Steve Redgrave launches EasyConverter at BETT

Sir Steve welcomes innovative new software to dyslexic and visually impaired computer users

11th Jan, 2007

Five-times Olympic gold medallist, Sir Steve Redgrave, visited the Dolphin stand at the BETT Show 2007 today to launch our innovative new software product, designed to help visually impaired and dyslexic students take maximum advantage of computer technologies.

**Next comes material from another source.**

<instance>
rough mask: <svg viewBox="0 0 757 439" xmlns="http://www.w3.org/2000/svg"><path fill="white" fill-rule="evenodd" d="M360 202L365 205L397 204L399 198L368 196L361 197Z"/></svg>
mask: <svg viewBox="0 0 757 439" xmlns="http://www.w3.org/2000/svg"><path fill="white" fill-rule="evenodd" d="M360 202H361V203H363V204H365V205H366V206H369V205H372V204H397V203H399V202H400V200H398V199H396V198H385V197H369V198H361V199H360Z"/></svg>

Photo of Sir Steve Redgrave signing the poster on the Dolphin stand at Bett 2007

Spearheading the latest advances in converting standard printed books, graphics and texts into alternative formats using ‘altformat’ software, Dolphin EasyConverter will:

  • quickly and easily create DAISY, Braille, Large Print, text and MP3 files, without the need for alternative format creation expertise
  • handle a wide range of input files including Word and PDF documents, html and text
  • scan paper documents and simply convert them to an alternative format of choice
  • effortlessly manipulate graphics and diagrams, and add text, audio or Braille descriptions where considered beneficial
  • enable the user to choose an automatic creation option or edit the intermediary file to suit their need
  • allow intuitive and intelligent large print conversion, carefully handling page breaks, headings, graphics and other original formatting features
  • act as a simple to use, yet powerful tool that saves hours of laborious manual conversion.

Sir Steve Redgrave, who is dyslexic and with his daughter a long-standing user of Dolphin products, has welcomed the launch of EasyConverter.  He said: "As with the other Dolphin Easy range products, EasyConverter is really simple to use.  This is very important because many people with dyslexia suffer from short-term memory problems, so remembering complicated keystroke configurations can be tricky.

"It's great that a British company like Dolphin Computer Access is a world leader in regularly introducing innovative software which can make such a huge impact on the education of young people and on the everyday lives of adults too."